The stories (for me) signified how the greater talents in music continue to be reinvented through such means as tributes and reinterpretations, while the music industry continues to fall behind the technological advances, and makes lame efforts to reinvent itself.


Saturday, November 3, 2007

The Cyrkle 'Tis A Little Broken

Another piece of the veneer of rock 'n roll history has chipped away with the passing of Thomas W. Dawes, a co-founder of the Cyrkle and the composer of some of advertising's best-known commercial jingles, including "Plop, Plop, Fizz, Fizz" for Alka-Seltzer and "7Up, the Uncola"; he died on October 13 in Manhattan.

The Cyrkle was one of the better known folk-rock groups (a collection of crew-cutted students of Lafayette College) in the mid-60s that was an amalgam of the Beatles, Byrds, Dylan, and Paul Simon. They even had actual ties to the Beatles and Paul Simon. They were discovered by Nat Weiss, a lawyer/partner of Brian Epstein, the Beatles' manager. According to Dawes, John Lennon suggested the Cyrkle's name and distinctive spelling. The Cyrkle opened for the Beatles on their final American tour. And their biggest hit the 1966 single, "Red Rubber Ball," was "penned" by Paul Simon and Bruce Woodley. In 1966, I ran into a professor at Penn who thought that "Red Rubber Ball," was the perfectly constructed song--"a work of true art," he called it.

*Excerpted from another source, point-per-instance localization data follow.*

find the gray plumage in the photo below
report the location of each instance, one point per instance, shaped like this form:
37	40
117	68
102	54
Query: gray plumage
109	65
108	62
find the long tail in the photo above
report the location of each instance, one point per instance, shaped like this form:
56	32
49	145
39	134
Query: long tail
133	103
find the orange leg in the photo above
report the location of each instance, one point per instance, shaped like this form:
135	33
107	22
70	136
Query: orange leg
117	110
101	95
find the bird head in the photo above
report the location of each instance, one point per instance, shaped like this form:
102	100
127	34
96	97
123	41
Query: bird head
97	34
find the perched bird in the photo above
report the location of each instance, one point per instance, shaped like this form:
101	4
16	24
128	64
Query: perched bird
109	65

While probably not works of art, the Cyrkle songs were certainly very hummable, and are on a number of soundtracks of the lives of baby-boomers.

After Dawes left the band, he turned to writing commercial jingles in the 70s and 80s, and a number of his jingles became "immortal in pop culture"--somewhat of a non sequitur or oxymoron. In addition to writing for Alka-Seltzer and 7Up, his catchier tunes appeared in ads for L'eggs hosiery ("Our L'eggs Fit Your Legs") and American Airlines ("We're American Airlines, Doing What We Do Best"). He and his jingle-writing wife collaborated on music for "Coke Is It," the McDonald's "You, You're the One" and, for American Airlines, "Something Special in the Air."

Dawes and his wife also wrote the book, music and lyrics for "Talk of the Town," a musical about members of the Algonquin Round Table. The show, first produced in 2004, had a nearly two-year run at the Bank Street Theater in New York before it moved as a cabaret show to the Oak Room at the Algonquin Hotel.

With Dawes passing, it is a "Turn Down Day" and "I don't dig it." But lo the memories will make us "think its gonna be alright..the worst is over now..the morning sun is shining like red rubber ball."